Dans la plaine de la Bekaa, je rencontre Aijus et son fils Abdo, qui vivent dans une construction en béton nue. Au total, trois familles, soit 14 personnes, vivent dans le garage, sans intimité ni toilettes.


 

Ont tout perdu. Aujourd'hui, la maison d'Aijus et de son fils Abdo est plus que triste.


Après la visite d'enfants réfugiés syriens dans les centres de protection de l'enfance mis en place par World Vision et le programme scolaire initié, nous nous rendons à Zahlé, la troisième ville du Liban, également située dans la plaine de la Bekaa.

Nous rendons visite à une famille, il s'agit de réfugiés syriens de la ville historique de Jobar, dans la banlieue de Damas. Notre collègue, Patricia, nous emmène dans un garage, c'est là que vit la famille.

Lorsque nous franchissons la porte pour entrer dans le bâtiment de pierre froid, Aijus nous accueille, elle a 63 ans. Elle nous explique que trois familles vivent dans le garage, soit 14 personnes. Il y a deux hommes, cinq femmes et huit enfants âgés de sept à neuf mois. Les briques nues sont loin d'être habitables, il n'y a aucune intimité dans cet espace, pas de cuisine, pas de salle de bain, pas de toilettes.

Pas de médicaments, pas de nourriture, pas de perspectives
Abdo, le fils d'Aiju, est assis sur une chaise, incapable de se lever. Son bras gauche est équipé d'une fixation externe en titane, sa jambe gauche est plâtrée et sa main droite est bandée. Abdu nous raconte qu'il voulait aller acheter du pain pour ses enfants dans sa ville natale de Jobar lorsqu'une explosion s'est produite. Il a été touché à la moitié droite du visage, aux bras droit et gauche, ainsi qu'à la jambe gauche. La Croix-Rouge l'a emmené au Liban en février, où il a été opéré.

La famille ne peut même pas réunir les fonds nécessaires pour acheter des médicaments pour Abdo ou un repas décent au moins pour les enfants. La seule lueur d'espoir que la famille a est que leur date d'enregistrement en tant que réfugiés auprès du HCR est proche.

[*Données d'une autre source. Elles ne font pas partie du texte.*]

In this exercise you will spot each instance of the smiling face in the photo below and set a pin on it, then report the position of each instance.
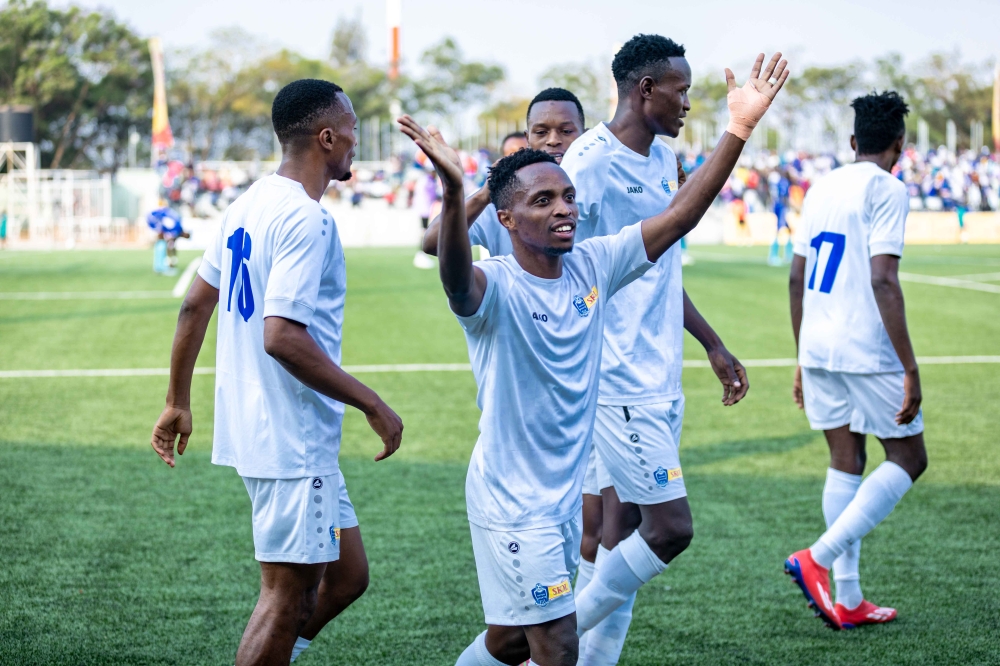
(543, 212)
(666, 103)
(552, 126)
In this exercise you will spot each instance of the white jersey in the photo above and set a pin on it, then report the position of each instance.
(278, 255)
(489, 233)
(644, 330)
(535, 347)
(849, 216)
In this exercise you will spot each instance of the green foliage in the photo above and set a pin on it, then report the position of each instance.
(87, 76)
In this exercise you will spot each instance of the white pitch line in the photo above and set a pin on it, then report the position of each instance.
(444, 367)
(949, 282)
(81, 295)
(185, 279)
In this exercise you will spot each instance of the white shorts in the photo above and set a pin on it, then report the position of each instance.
(299, 520)
(639, 447)
(866, 402)
(524, 576)
(590, 484)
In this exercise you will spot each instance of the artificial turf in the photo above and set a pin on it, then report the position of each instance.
(109, 557)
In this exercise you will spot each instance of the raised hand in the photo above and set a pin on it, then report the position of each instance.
(443, 156)
(748, 104)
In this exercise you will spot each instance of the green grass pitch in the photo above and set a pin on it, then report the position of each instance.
(109, 557)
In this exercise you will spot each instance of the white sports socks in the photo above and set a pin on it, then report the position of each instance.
(629, 566)
(838, 492)
(876, 498)
(300, 645)
(477, 654)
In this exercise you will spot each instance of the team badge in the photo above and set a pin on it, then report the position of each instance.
(585, 305)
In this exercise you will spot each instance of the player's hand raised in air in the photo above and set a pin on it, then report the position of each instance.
(443, 156)
(748, 104)
(174, 422)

Une fois que les réfugiés syriens sont enregistrés auprès du HCR, ils ont accès à des soins médicaux et à des bons de nourriture.

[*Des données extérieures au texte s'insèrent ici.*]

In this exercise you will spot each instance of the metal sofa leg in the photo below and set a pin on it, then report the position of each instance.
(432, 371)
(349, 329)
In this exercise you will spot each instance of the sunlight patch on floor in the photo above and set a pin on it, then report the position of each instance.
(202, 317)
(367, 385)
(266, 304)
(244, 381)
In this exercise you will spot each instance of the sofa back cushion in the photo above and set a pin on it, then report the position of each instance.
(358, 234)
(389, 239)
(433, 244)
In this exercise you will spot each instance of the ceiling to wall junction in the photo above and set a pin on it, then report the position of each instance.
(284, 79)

La seule chose qui compte désormais pour les trois familles, c'est la paix
« Nous voulons que cette terrible guerre et les massacres qui ont lieu en Syrie cessent enfin. Peu importe qui est responsable de tout cela. Nous voulons la paix et que nos enfants puissent retourner à l'école, c'est notre seule préoccupation pour le moment », nous explique Abdo.